Politique de cohésion : inquiétude à tous les étages pour Régions de France

Au cours d'une table-ronde organisée par le Sénat ce 29 avril, Daniel Leca, représentant de Régions de France, n'a pas caché ses craintes face aux évolutions, en cours ou attendues, de la politique de cohésion. 

"On est très inquiet." Participant à une table-ronde sur la politique de cohésion organisée, ce 29 avril, par le Sénat, Daniel Leca, vice-président de la région Hauts-de-France, représentant Régions de France, n'a pas caché redouter l'évolution qui se dessine de cette politique, à court terme et plus encore après 2027. 
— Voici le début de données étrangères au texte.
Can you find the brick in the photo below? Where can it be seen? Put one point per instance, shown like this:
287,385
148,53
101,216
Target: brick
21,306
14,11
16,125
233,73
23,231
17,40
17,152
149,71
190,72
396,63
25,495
Une révision à mi-parcours peu goûtée…

À court terme, c'est la révision à mi-parcours proposée par la Commission européenne (lire notre article du 2 avril), qui définit cinq nouvelles priorités pour la fin de l'actuelle programmation, qui le laisse sceptique. "C'est un changement de philosophie complet. La politique de cohésion devient une politique de conjoncture", dénonce-t-il. De CRI à Rearm-EU ou Restore – "qu'on va essayer de mobiliser pour Mayotte", indique Stanislas Bourron, directeur général de l’Agence nationale de la cohésion des territoires –, on ne compte plus les plans d'urgence qui ont remodelé cette politique ces dernières années (lire notre article du 5 mars). "On est un peu loin de la période où l'on programmait tranquillement sur six ans", observe Stanislas Bourron. En "s'align[ant] sur un fonctionnement pratiquement annualisé, on est en train de tuer ce qui était la politique de cohésion, une politique de long terme", tonne Daniel Leca.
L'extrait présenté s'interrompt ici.